About
This MCP server provides endpoints to list, read, and write plain text files located on the host machine. It allows clients to perform basic file operations over HTTP, making it useful for simple configuration or log management tasks.
Capabilities

Overview
The MCP_TextFiles server provides a lightweight, file‑system interface for AI assistants. It exposes three core capabilities—listing, reading, and writing plain text files within a specified local directory. By converting simple file operations into MCP resources, the server lets Claude or other AI clients treat a local folder as an extensible knowledge base that can be queried, updated, and expanded on the fly.
This solution addresses a common pain point for developers building AI‑augmented workflows: persisting state or user data without requiring a full database stack. Instead of juggling SQL schemas, REST endpoints, and authentication layers, developers can point the server at a directory and immediately gain read/write access through the MCP tool set. The result is an effortless bridge between local file storage and conversational AI, ideal for prototyping or lightweight production use.
Key features include:
- Resource enumeration – The server lists all files in the target directory, allowing AI assistants to discover available documents and their metadata (size, last modified time).
- Content retrieval – A dedicated tool fetches the entire contents of a selected file, returning plain text that can be incorporated into prompts or further processed by the assistant.

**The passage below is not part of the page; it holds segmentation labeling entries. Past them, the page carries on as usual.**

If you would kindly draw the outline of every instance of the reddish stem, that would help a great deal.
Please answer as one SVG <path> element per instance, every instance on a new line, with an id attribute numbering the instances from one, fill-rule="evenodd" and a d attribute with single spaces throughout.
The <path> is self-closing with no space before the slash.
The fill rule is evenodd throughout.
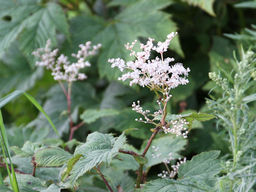
<path id="1" fill-rule="evenodd" d="M 123 154 L 129 154 L 129 155 L 131 155 L 132 156 L 139 156 L 140 155 L 137 154 L 134 151 L 127 151 L 127 150 L 121 150 L 119 149 L 119 153 L 122 153 Z"/>
<path id="2" fill-rule="evenodd" d="M 6 167 L 6 165 L 4 163 L 0 163 L 0 166 L 4 166 L 4 167 Z M 12 167 L 11 167 L 11 166 L 9 165 L 8 166 L 9 167 L 9 169 L 12 169 Z M 18 170 L 17 170 L 17 169 L 14 169 L 14 171 L 16 172 L 17 172 L 17 173 L 20 173 L 20 174 L 27 174 L 27 173 L 24 173 L 23 172 L 19 171 Z"/>
<path id="3" fill-rule="evenodd" d="M 98 172 L 100 174 L 100 177 L 101 177 L 101 178 L 102 178 L 103 181 L 104 181 L 104 183 L 106 184 L 106 185 L 107 187 L 108 187 L 108 189 L 109 189 L 109 190 L 110 190 L 111 192 L 114 192 L 114 191 L 113 191 L 113 190 L 112 188 L 111 188 L 110 186 L 108 184 L 108 181 L 106 180 L 105 178 L 104 177 L 104 175 L 102 175 L 102 174 L 101 172 L 100 172 L 99 166 L 99 167 L 97 169 L 97 171 L 98 171 Z"/>
<path id="4" fill-rule="evenodd" d="M 82 121 L 82 122 L 81 122 L 79 124 L 78 124 L 78 125 L 75 126 L 74 127 L 73 127 L 73 130 L 74 131 L 76 131 L 76 130 L 77 130 L 82 125 L 83 125 L 84 124 L 84 122 Z"/>

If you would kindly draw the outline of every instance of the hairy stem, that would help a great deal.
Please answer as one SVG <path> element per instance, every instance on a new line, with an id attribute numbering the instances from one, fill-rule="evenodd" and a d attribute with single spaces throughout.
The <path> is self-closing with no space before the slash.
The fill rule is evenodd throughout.
<path id="1" fill-rule="evenodd" d="M 102 178 L 103 179 L 103 181 L 104 182 L 104 183 L 106 184 L 106 185 L 107 186 L 107 187 L 108 188 L 108 189 L 109 189 L 109 190 L 111 191 L 111 192 L 113 192 L 113 190 L 112 189 L 112 188 L 111 188 L 110 186 L 109 185 L 109 184 L 108 184 L 108 181 L 106 180 L 105 178 L 104 177 L 104 175 L 101 173 L 101 172 L 100 172 L 100 166 L 99 166 L 99 167 L 98 167 L 98 169 L 97 169 L 97 172 L 99 173 L 99 174 L 100 175 L 100 177 L 101 177 L 101 178 Z"/>
<path id="2" fill-rule="evenodd" d="M 36 163 L 33 163 L 33 173 L 32 173 L 32 176 L 35 177 L 36 176 Z"/>
<path id="3" fill-rule="evenodd" d="M 68 93 L 67 93 L 67 90 L 66 90 L 66 88 L 63 84 L 63 83 L 60 81 L 58 80 L 58 82 L 59 82 L 59 84 L 60 84 L 60 86 L 61 87 L 61 89 L 62 89 L 63 92 L 64 92 L 64 94 L 65 94 L 66 97 L 67 98 L 68 98 Z"/>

- Atomic updates – The write tool accepts a filename and new text payload, overwriting the file if it exists or creating a new one. This ensures that user edits are immediately reflected on disk.
- Security controls – By limiting the exposed route to a single directory, the server minimizes accidental exposure of sensitive files. Developers can further harden access with environment variables or host‑level permissions.
Typical use cases span from personal knowledge bases (e.g., a daily journal or meeting notes stored as text files) to dynamic configuration management (e.g., updating feature flags or environment variables via AI). In a CI/CD pipeline, an assistant could read build logs, suggest fixes, and write patch files directly. For educational tools, students can interact with coding exercises stored as plain text, receiving instant feedback and updated solutions.
Integration into an AI workflow is straightforward: the MCP server registers its tools under a recognizable name (e.g., ). A client then invokes these tools within prompts, passing file names or content as arguments. The assistant can chain operations—list files, read the most recent one, analyze its content, and write a summary back to disk—all within a single conversational turn. This tight coupling removes the friction of external file handling and keeps the developer’s focus on business logic rather than plumbing.
In summary, MCP_TextFiles turns a local directory into an AI‑friendly knowledge store. Its simplicity, security by design, and seamless integration with MCP clients make it an attractive choice for developers who need reliable text storage without the overhead of a traditional database or API layer.